Question

Find \(f\)

\(f'''\left( t \right) = {\mathop{\rm cost}\nolimits} \)

Short answer

Required function is \(f\left( t \right) = - \sin t + C\frac{{{t^2}}}{2} + Dt + E\).

Step-by-step solution

Find a general antiderivative of \(f'''\)

Here we have,

\(f'''\left( t \right) = \cos t\)

Now, the general antiderivative of \(f'''\left( t \right) = \cos t\) is,

\(f''\left( t \right) = \sin t + C\)

Find a general antiderivative of \(f''\)

Now, we have, \(f''\left( t \right) = \sin t + C\)

Now, the general antiderivative of \(f''\left( t \right) = \sin t + C\) is,

\(f'\left( t \right) = - \cos t + Ct + D\)

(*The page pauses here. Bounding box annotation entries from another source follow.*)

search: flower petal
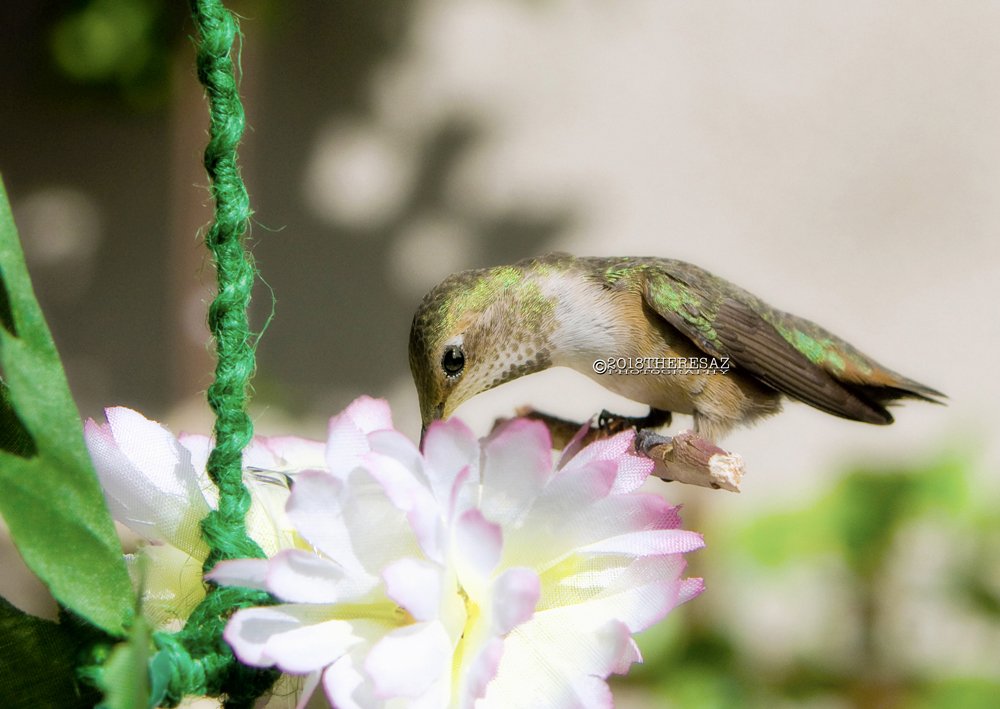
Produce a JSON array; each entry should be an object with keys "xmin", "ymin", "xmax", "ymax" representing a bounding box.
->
[
  {"xmin": 84, "ymin": 407, "xmax": 210, "ymax": 559},
  {"xmin": 481, "ymin": 419, "xmax": 552, "ymax": 525},
  {"xmin": 267, "ymin": 549, "xmax": 375, "ymax": 603},
  {"xmin": 423, "ymin": 418, "xmax": 479, "ymax": 518},
  {"xmin": 578, "ymin": 529, "xmax": 705, "ymax": 556},
  {"xmin": 459, "ymin": 637, "xmax": 504, "ymax": 709},
  {"xmin": 223, "ymin": 605, "xmax": 362, "ymax": 673},
  {"xmin": 485, "ymin": 612, "xmax": 632, "ymax": 709},
  {"xmin": 365, "ymin": 622, "xmax": 452, "ymax": 706},
  {"xmin": 323, "ymin": 648, "xmax": 385, "ymax": 709},
  {"xmin": 382, "ymin": 558, "xmax": 442, "ymax": 621},
  {"xmin": 493, "ymin": 569, "xmax": 542, "ymax": 635},
  {"xmin": 454, "ymin": 509, "xmax": 503, "ymax": 597},
  {"xmin": 325, "ymin": 396, "xmax": 392, "ymax": 479},
  {"xmin": 205, "ymin": 559, "xmax": 268, "ymax": 591}
]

Find a general antiderivative of \(f'\)

Now, we have,\(f'\left( t \right) = - \cos t + Ct + D\)

Now, the general antiderivative of \(f'\left( t \right) = - \cos t + Ct + D\) is,

\(f\left( t \right) = - \sin t + C\frac{{{t^2}}}{2} + Dt + E\)

So, required function is \(f\left( t \right) = - \sin t + C\frac{{{t^2}}}{2} + Dt + E\).